Proof-of-stake and Proof-of-work are two terms that are integral to the world of cryptocurrencies. These are two different concepts that are essential to crypto transactions and security. They lie at the core of blockchain technology and how it operates.
Both Proof-of-Stake (PoS) and Proof-of-Work (PoW) are consensus mechanisms. Although they operate in different ways, both ensure that the users are honest and maintain transparency. They are programmed to incentivize good users, and similarly, they can make it extremely painful and expensive for the bad ones. They help in keeping a check on frauds such as double-spending.
A general idea of ‘mining’ helps understand the difference between the two consensus mechanisms. In the case of a Proof-of-Work (PoW) mechanism, crypto transactions are verified through ‘mining.’ In Proof-of-Stake (PoS), ‘validators’ are selected through specific rules and depending on the ‘stake’ they own in the blockchain.

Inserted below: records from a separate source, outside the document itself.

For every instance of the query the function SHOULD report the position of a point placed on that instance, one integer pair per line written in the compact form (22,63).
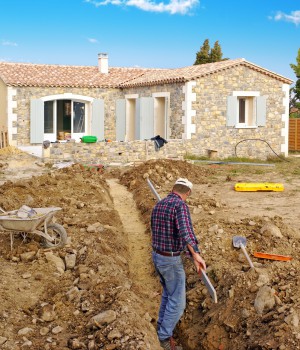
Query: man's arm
(198,261)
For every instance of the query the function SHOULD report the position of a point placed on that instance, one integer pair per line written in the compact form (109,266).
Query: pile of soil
(97,293)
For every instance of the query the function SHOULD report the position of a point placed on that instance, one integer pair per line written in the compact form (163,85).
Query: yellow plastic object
(256,187)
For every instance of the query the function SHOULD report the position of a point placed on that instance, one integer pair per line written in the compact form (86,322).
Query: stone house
(204,107)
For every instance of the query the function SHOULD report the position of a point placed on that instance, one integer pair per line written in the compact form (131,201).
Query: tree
(295,91)
(203,56)
(208,55)
(216,53)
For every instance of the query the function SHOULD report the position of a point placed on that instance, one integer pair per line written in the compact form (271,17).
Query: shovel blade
(238,241)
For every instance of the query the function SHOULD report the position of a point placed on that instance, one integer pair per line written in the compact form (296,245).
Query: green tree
(203,56)
(295,91)
(216,53)
(208,55)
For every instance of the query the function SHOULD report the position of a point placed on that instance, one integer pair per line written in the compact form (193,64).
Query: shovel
(240,242)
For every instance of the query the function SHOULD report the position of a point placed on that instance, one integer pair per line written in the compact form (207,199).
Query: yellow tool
(256,187)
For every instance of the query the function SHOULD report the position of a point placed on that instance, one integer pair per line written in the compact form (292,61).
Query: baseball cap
(185,182)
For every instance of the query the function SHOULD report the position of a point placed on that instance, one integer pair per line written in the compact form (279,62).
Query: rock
(25,331)
(70,260)
(57,329)
(263,277)
(264,300)
(75,344)
(3,340)
(26,275)
(56,261)
(114,334)
(28,256)
(47,313)
(213,228)
(292,319)
(44,330)
(74,294)
(103,318)
(270,229)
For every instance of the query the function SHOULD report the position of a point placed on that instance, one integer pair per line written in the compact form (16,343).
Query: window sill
(245,127)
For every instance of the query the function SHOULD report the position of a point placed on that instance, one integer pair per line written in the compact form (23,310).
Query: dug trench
(100,290)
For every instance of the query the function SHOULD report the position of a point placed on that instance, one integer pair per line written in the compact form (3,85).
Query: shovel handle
(246,255)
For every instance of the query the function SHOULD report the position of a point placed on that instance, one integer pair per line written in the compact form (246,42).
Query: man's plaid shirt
(171,225)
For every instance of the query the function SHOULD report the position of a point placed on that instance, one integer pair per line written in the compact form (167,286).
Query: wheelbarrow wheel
(58,233)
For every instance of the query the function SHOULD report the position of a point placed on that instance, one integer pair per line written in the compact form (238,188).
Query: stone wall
(211,105)
(135,151)
(25,94)
(209,117)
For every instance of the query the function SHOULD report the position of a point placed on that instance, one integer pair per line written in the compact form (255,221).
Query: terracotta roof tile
(43,75)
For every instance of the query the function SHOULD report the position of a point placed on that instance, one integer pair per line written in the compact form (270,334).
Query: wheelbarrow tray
(9,221)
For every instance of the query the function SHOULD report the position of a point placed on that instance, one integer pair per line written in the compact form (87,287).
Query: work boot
(169,344)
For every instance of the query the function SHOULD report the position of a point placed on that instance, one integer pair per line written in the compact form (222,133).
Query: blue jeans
(172,278)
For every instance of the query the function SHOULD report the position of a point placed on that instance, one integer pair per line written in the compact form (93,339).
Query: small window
(48,117)
(246,111)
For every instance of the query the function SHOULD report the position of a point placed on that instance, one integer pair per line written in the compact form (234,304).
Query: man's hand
(198,262)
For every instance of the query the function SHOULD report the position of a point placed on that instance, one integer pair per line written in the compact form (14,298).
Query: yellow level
(255,187)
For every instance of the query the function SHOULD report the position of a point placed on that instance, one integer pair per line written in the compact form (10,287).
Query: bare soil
(109,297)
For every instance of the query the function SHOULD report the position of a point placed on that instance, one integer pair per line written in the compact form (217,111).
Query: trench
(139,245)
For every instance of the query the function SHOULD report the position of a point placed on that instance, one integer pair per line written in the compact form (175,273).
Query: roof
(44,75)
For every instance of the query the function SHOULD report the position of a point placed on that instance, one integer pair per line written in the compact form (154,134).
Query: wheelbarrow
(36,221)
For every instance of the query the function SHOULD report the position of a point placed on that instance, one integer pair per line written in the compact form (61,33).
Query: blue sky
(150,33)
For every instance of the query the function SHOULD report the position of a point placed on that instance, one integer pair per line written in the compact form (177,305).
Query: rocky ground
(100,291)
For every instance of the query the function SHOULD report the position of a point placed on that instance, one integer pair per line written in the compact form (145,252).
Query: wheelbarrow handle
(246,255)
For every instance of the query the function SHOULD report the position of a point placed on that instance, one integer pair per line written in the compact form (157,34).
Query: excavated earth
(100,291)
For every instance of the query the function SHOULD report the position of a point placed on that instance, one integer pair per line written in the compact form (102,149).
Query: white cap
(185,182)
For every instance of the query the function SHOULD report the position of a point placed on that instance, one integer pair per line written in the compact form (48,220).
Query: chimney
(103,63)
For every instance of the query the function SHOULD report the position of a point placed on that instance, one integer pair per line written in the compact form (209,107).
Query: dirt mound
(50,302)
(252,304)
(83,297)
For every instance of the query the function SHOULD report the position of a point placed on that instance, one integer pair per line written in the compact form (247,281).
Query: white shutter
(120,119)
(36,121)
(97,124)
(146,118)
(261,110)
(231,111)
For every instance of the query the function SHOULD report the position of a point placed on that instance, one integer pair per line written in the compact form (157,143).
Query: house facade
(215,106)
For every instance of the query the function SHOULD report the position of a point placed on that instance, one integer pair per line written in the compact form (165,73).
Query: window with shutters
(246,110)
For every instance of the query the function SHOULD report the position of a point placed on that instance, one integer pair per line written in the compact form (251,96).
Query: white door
(50,121)
(78,128)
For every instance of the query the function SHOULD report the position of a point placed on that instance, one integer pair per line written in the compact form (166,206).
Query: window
(246,110)
(48,117)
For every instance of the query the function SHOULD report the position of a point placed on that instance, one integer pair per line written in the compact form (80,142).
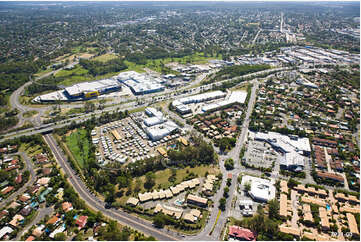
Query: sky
(180,0)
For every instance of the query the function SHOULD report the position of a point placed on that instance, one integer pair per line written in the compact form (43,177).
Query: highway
(98,205)
(149,99)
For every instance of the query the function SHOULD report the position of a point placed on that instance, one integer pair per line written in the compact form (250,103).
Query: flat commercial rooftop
(91,86)
(261,189)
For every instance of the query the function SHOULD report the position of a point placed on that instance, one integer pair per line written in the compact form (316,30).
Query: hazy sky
(180,0)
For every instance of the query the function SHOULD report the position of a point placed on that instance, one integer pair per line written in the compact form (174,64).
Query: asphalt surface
(28,166)
(98,205)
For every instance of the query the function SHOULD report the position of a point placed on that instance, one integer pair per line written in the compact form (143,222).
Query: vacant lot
(79,146)
(105,57)
(79,74)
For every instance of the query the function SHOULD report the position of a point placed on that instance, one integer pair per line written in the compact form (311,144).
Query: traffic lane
(118,215)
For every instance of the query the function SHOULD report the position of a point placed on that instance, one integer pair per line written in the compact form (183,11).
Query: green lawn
(29,114)
(105,57)
(77,71)
(161,177)
(156,65)
(43,72)
(30,150)
(79,146)
(79,74)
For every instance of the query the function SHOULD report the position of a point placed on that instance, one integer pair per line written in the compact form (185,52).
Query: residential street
(28,166)
(98,205)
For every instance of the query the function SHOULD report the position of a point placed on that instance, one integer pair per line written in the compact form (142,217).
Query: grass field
(29,114)
(156,65)
(79,74)
(105,57)
(79,146)
(161,178)
(30,150)
(43,72)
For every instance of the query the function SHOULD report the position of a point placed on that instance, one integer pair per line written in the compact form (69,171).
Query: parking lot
(260,154)
(124,141)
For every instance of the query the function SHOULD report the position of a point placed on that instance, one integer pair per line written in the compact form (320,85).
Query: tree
(149,180)
(159,220)
(229,182)
(225,192)
(138,184)
(273,208)
(247,187)
(222,204)
(60,237)
(229,164)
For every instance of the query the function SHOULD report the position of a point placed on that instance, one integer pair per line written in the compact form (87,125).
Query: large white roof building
(158,132)
(293,149)
(262,190)
(140,83)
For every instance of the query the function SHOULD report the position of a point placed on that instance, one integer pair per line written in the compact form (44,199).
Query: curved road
(94,202)
(28,166)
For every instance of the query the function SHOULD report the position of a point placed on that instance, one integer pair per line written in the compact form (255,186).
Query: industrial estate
(184,121)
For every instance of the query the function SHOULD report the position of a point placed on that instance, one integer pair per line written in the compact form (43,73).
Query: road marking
(50,141)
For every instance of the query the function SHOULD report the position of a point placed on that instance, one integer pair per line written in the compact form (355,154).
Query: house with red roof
(81,221)
(7,190)
(19,178)
(239,233)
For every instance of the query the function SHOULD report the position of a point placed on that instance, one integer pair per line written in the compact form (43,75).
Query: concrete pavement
(98,205)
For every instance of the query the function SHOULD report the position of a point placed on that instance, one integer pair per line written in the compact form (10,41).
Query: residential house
(243,234)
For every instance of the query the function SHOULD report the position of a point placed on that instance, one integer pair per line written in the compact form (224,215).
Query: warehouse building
(235,97)
(181,104)
(293,149)
(141,84)
(262,190)
(91,89)
(152,112)
(158,132)
(81,91)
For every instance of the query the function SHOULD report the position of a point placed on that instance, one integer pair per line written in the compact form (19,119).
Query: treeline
(239,70)
(199,153)
(96,68)
(46,84)
(154,53)
(15,74)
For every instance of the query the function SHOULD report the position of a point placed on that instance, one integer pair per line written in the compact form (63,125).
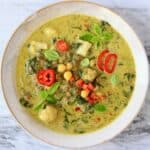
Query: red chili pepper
(90,100)
(101,59)
(110,63)
(77,109)
(72,79)
(90,87)
(46,77)
(62,46)
(85,86)
(79,83)
(94,96)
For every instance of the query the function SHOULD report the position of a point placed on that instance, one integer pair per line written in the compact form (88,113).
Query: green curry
(75,74)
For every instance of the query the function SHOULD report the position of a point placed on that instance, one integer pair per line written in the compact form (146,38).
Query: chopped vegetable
(85,62)
(100,107)
(61,68)
(84,93)
(25,103)
(107,61)
(62,46)
(46,77)
(96,35)
(51,55)
(50,32)
(110,63)
(35,47)
(89,74)
(114,79)
(53,88)
(47,95)
(101,59)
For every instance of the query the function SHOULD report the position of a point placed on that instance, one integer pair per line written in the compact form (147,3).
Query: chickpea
(48,114)
(67,75)
(61,68)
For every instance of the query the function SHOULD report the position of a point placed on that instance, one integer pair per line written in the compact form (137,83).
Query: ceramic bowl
(9,67)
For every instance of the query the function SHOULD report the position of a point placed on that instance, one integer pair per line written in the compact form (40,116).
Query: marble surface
(136,136)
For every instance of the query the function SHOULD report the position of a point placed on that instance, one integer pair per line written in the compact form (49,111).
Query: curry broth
(117,95)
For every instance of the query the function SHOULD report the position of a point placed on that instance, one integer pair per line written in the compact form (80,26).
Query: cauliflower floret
(35,47)
(48,114)
(89,74)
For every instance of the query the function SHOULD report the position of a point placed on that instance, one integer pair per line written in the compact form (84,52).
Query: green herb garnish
(96,35)
(51,55)
(47,96)
(100,107)
(114,79)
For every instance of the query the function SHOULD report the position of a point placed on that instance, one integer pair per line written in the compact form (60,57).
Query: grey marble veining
(134,137)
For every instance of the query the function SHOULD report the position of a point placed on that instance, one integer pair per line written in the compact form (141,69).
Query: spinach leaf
(51,55)
(114,79)
(80,100)
(53,88)
(85,62)
(100,107)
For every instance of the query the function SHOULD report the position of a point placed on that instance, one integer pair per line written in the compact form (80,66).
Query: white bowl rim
(28,18)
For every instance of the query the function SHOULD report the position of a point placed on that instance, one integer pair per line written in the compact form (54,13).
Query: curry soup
(75,74)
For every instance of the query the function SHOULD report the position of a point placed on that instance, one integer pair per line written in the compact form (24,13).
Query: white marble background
(136,136)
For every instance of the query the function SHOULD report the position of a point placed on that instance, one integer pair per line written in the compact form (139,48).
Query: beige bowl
(9,65)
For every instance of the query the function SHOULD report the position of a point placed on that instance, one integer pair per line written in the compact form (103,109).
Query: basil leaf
(51,55)
(51,99)
(87,36)
(39,105)
(85,62)
(53,88)
(114,79)
(100,107)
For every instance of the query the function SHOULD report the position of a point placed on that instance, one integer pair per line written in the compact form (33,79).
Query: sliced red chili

Cryptocurrencies are programmed to be decentralized and distributed. A worldwide network of computers can see and verify the transactions on a blockchain. Computers on the network must agree on what happened before verifying the transactions. The immutable nature of Blockchain prevents any computer(s) from committing fraudulent activities of some kind since it will be caught instantly.
Proof-of-work (PoW) consensus mechanism is a competition among miners to solve cryptographic puzzles and validate the transactions on the blockchain. In doing so, they earn block rewards from the blockchain in the form of its native crypto. For instance, Bitcoin is a PoW blockchain where miners earn $BTC as a reward for their services. It is the older one among the two and powers blockchains like Bitcoin ($BTC), Ethereum ($ETH), etc. Ethereum is already in a state of transition from PoW to a PoS consensus mechanism, and the process will be complete by August 2022.
The PoW mechanism has powerful advantages that simple yet valuable blockchains like Bitcoin could utilize. As the value of a cryptocurrency grows, more miners are incentivized to join the network. These miners provide better security and power for the blockchain. However, the enormous processing power required in PoS mechanisms makes it impractical for an individual or a group to use it in an extensive blockchain network.
Moreover, it is an energy-intensive process that is detrimental to scaling to accommodate the vast number of transactions taking place on the blockchain.
In the case of Proof-of-Stake (PoS), random validators are selected to ensure that the transactions on the blockchain are reliable and safe. These validators lock up a specific portion of their crypto to become a validator. Their stake in the blockchain compels them to be careful watchdogs of the network. Newer blockchains like Cardano ($ADA) and Tezos ($XTZ) use PoS consensus mechanisms.
Ethereum developers understood quite early that PoW would present challenges regarding scalability later when the number of transactions increases. Unlike Bitcoin, Ethereum processes multiple Decentralized Finance (DeFi) transactions, NFT minting, crypto transactions, etc. With the increase in traffic, transaction costs or gas fees on Ethereum have spiked notably.
Their only solution was to transition to a PoS mechanism from PoW. The transition is scheduled to complete by August 2022. Cryptocurrencies including Tezos, Atmos, and Cardano all use PoS consensus mechanisms. Their common objective is to maximize speed and efficiency while lowering fees.
Energy consumption is one of the fundamental differences between the PoW and the PoS consensus mechanisms. PoS blockchains do not require spending on extensive electronic hardware that generates intense heat and leave a massive carbon footprint.
Both the consensus mechanisms have economic consequences in the form of penalties if the miners or the validators do not do their job correctly. In PoW, if a miner submits invalid information, their penalty will be the sunk cost of energy, time, and computing power.
In the case of PoS, the staked crypto funds of a validator serve as an incentive to act in the network’s best interests. If a validator submits a bad block, the network operators can choose to ‘slash’ a portion of their crypto as a penalty. The network can predetermine the specific amount that can be slashed in case of a mistake.